-1

Using the below html I would like to pull 2 bits of data out and add them into a list in python. each bold text his a horse name and following that is the comments.

<div id="ANALYSIS" class="tabContent tabSelected">A weak handicap that looked wide open.
  <br>
  <br> <b class="black">LADY MAKFI</b> showed vastly improved form to shed her maiden tag on this seasonal debut for a new yard. The filly offered little for Tony Martin last year, but did show some ability on her debut and is evidently capable when fresh.
  She saw it out well and it´ll be interesting to see how she copes with a rise.
  <br>
  <br> <b class="black">Weardiditallgorong</b> went down fighting over this longer trip and probably improved again on her last-time-out second at Bath. This was her best effort yet on the AW.
  <br>
  <br> <b class="black">Chauvelin</b>, in second-time blinkers, turned in his most encouraging effort for some time and is certainly well treated on his best form.
  <br>
  <br> <b class="black">Happy Jack</b> not for the first time travelled easily until making heavy weather of it when asked for his effort. [David Orton]
  <br>
  <br>
  <div id="resultRaceReport" class="hide"></div>
</div>

from the above output i would like it to look like the following

[LADY MAKFI, showed vastly improved form to shed her maiden tag on this seasonal debut for a new yard. The filly offered little for Tony Martin last year, but did show some ability on her debut and is evidently capable when fresh. She saw it out well and it´ll be interesting to see how she copes with a rise.]
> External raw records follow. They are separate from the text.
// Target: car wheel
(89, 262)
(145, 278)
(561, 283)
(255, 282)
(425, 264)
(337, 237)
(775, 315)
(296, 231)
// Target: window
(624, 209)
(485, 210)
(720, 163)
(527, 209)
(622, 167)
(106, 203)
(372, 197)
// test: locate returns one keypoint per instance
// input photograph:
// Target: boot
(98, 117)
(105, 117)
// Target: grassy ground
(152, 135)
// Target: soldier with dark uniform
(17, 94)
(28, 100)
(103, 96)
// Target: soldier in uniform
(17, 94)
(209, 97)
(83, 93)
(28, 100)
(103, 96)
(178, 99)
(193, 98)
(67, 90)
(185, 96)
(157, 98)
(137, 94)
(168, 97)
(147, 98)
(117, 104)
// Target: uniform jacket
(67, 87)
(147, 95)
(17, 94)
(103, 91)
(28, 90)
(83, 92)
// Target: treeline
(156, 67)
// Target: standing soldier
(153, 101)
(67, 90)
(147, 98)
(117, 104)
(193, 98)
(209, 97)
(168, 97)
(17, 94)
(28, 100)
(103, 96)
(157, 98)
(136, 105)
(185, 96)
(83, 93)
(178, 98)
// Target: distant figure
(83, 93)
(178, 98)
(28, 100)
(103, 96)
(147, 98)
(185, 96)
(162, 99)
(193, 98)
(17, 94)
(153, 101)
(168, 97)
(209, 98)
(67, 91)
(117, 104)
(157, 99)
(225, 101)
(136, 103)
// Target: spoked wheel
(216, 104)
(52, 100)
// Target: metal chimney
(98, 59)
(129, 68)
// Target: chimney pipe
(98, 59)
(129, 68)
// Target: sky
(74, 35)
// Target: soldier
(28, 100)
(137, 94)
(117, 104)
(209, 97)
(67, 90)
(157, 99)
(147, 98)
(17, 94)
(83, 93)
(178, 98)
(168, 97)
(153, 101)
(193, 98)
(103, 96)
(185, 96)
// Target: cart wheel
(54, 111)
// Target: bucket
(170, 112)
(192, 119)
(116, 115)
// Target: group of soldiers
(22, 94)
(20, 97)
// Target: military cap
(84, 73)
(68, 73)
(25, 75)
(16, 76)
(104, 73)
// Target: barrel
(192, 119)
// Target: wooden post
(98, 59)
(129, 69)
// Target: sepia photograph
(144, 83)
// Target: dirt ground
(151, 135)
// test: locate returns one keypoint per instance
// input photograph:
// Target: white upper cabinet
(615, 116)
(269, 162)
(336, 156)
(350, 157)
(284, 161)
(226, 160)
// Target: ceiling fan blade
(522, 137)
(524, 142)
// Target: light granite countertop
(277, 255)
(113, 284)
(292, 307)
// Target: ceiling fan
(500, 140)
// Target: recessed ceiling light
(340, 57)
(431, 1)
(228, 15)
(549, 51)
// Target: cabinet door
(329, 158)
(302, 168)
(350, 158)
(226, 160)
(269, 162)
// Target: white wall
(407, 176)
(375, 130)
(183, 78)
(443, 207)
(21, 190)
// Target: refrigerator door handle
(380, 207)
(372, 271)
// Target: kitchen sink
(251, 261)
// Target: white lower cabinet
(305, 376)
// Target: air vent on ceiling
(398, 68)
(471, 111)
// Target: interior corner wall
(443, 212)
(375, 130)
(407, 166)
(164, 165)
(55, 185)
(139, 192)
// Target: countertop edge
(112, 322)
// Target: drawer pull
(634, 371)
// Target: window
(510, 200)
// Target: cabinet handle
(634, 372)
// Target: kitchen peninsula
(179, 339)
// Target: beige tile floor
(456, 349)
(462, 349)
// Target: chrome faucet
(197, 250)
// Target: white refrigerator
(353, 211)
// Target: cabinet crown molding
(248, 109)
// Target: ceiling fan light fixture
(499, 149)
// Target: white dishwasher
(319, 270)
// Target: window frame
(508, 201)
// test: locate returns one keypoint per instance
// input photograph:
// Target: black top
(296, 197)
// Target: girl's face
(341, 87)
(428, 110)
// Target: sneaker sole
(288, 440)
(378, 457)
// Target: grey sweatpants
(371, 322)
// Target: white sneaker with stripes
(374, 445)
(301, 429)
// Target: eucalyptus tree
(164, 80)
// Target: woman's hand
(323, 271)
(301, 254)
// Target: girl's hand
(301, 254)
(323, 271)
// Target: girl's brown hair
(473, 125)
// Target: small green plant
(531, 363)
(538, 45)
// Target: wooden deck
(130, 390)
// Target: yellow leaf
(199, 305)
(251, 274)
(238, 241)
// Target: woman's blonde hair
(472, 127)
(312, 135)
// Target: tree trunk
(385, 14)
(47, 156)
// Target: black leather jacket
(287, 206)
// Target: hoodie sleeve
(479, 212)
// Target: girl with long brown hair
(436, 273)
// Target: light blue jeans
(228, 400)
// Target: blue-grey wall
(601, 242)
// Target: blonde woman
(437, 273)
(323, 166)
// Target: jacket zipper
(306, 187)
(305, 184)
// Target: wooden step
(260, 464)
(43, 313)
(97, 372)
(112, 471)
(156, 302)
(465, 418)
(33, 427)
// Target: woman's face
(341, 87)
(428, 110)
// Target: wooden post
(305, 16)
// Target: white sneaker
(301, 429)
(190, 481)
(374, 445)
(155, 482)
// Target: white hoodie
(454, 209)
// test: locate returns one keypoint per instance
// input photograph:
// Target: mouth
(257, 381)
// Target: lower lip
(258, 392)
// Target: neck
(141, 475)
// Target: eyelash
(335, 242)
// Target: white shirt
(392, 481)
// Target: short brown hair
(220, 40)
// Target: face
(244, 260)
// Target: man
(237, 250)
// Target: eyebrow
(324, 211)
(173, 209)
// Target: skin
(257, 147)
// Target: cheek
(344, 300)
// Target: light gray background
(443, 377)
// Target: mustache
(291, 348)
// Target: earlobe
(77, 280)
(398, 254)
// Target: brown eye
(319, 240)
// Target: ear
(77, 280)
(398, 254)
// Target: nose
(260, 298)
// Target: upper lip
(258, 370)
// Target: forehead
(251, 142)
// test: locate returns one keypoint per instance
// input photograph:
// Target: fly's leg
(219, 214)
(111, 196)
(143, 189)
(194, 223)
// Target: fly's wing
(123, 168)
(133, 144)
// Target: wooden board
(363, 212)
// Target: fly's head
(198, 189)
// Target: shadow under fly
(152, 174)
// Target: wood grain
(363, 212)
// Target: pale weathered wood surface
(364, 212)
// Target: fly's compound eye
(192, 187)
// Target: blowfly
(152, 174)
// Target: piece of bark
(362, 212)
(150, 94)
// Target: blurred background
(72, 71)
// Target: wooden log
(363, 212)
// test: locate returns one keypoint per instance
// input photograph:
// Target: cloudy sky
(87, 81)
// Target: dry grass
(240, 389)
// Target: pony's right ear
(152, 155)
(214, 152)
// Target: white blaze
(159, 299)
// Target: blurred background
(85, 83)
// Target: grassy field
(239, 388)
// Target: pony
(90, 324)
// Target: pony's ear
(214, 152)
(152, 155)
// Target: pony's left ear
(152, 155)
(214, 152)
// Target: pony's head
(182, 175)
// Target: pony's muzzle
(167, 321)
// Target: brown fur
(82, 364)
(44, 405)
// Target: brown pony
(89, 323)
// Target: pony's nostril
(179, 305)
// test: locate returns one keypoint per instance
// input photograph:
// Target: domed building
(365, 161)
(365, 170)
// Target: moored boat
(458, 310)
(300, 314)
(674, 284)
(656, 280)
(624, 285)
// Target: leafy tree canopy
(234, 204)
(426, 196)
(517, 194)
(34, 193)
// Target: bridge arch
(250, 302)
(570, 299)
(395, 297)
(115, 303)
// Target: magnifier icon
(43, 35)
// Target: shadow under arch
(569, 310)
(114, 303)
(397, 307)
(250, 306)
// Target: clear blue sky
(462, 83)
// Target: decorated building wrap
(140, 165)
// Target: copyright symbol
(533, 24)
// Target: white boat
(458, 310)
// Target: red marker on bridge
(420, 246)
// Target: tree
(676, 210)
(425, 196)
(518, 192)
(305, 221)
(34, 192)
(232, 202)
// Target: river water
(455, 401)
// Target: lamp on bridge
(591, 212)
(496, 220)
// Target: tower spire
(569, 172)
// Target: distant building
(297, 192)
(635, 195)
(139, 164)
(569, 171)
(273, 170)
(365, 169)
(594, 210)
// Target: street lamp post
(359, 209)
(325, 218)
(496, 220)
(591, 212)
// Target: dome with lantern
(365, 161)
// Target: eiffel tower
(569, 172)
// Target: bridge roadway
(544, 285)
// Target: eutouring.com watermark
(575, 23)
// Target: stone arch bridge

[Weardiditallgorong, went down fighting over this longer trip and probably improved again on her last-time-out second at Bath. This was her best effort yet on the AW.]

[Chauvelin, in second-time blinkers, turned in his most encouraging effort for some time and is certainly well treated on his best form.]

[Happy Jack, not for the first time travelled easily until making heavy weather of it when asked for his effort. [David Orton]]

but im just not sure how to get the desired output (more the logic behind it)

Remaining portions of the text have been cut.